Vendados de los ojos
Carlos A. Ponzio de León
El valor de mercado de la empresa rebasaba los cien billones de dólares. Hacían software. Podía convertirse en el hogar de mi segundo trabajo en la vida: llegando a él dos años después de graduarme. Me estaban ofreciendo tres veces el salario que ganaba hasta ese momento. Era para realizar tareas gerenciales de mercadeo. Mi perfil, en los resultados de la entrevista, mostraba que era una persona segura de mí misma y eso le gustó a quien sería mi jefe, porque según él, eso es lo que permitía vender los productos de la compañía. Ni siquiera me preguntaron cuánto ganaba hasta ese momento: simplemente me ofrecieron el puesto y sus beneficios: El mejor seguro médico privado, un Mercedes Benz del año con chofer y membresía a la red más grande de gimnasios. Efectivamente, yo era una persona segura de mí misma; pero el salario anual, el cual superaba el millón de dólares, me conmocionó inmediatamente. Estuve pensando en ello: ¿acaso merecía ese salto en mi carrera?

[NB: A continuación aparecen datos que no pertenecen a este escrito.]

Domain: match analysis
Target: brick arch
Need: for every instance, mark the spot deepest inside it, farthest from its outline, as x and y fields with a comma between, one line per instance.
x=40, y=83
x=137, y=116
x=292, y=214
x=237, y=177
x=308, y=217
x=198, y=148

Hasta ese momento trabajaba en una empresa fundada dos años atrás. Mi jefe, quien a la vez era el dueño de la compañía, había depositado su confianza en mi persona. Ofreció el espacio y tiempo necesarios para desarrollar ideas hasta lograr lo que a mi parecer era: mi máximo potencial de productividad. Yo había llegado a la firma cuando éramos cinco. Un año después, el negocio contaba con treinta empleados, incluyéndome a mí. Y aunque no nos convertiríamos pronto en una compañía billonaria, estaba totalmente agradecido con mi jefe; también era mi mentor.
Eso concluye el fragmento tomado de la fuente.